What's important, though, is that for the first time since the early years of the Clinton administration, these arguments are being made, and employers, insurers, politicians and, most crucially, voters are making their way back to the table.

The realization that our illogical, mistaken healthcare system can't go on forever has dawned, and so it will end. The question now is what replaces it.
For the time being, progress will probably have to come from the states. It's hard to imagine a presidential candidate having the guts to go out on a limb on health care in 2008, given what happened to Bill and Hillary's plan. But Massachusetts enacted the nation's first nearly universal plan, and California Gov. Schwarzenegger is going to announce his own plan for reform in his State of the State address Jan. 9. I wouldn't quit my job just yet, but it's a start.

3 comments:

Anonymous said...

Just stumbled onto your site. Great thoughts and very excellent points about how health care coverage keeps people locked into jobs, etc. Not to mention that some people do not receive the care they need.

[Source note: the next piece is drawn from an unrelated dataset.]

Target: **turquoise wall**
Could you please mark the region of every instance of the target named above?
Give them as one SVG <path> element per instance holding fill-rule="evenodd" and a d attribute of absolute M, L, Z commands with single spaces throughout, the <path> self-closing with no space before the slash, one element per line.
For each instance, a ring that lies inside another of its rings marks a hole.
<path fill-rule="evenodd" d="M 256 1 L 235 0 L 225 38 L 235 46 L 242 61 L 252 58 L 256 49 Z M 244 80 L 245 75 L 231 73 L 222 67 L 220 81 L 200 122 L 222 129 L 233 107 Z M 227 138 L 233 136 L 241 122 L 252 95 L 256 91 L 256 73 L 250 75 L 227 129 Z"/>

The hard sale? Convincing people with employer-based insurance programs that: (1) they won't have a change to or less/lower quality coverage if a national plan is enacted, (2) if there is a change, convincing people that it's worth giving up their high quality care for pretty good care so that everyone can afford it. People are motivated by self.

I have multiple friends in Canada who are proud of the fact that they have national coverage and wouldn't want it any other way. But when you talk to them about details, they have to wait days/weeks to see doctors, even primary care. Americans who are used to better won't want to give that up.

losrivas said...

Support state-based health care reform! In California, I'm advocating for the passage of SB 840, an initiative that would establish a single-payer system that would hopefully begin to solve many of the problems you mentioned in your post.

Avedon said...

When I moved to England, I discovered that I wasn't moving to lower-quality care. The medical services I get are every bit as good as anything I could expect in the States, and sometimes better. The furniture in my GP's office isn't as stylish, and there are no hotel-room-style paintings on the wall, but aside from that, I don't see how it could be improved. I actually spend less time in the waiting room, less time sitting alone in the examining room, and less time waiting around for him to show up. And you can't beat the price.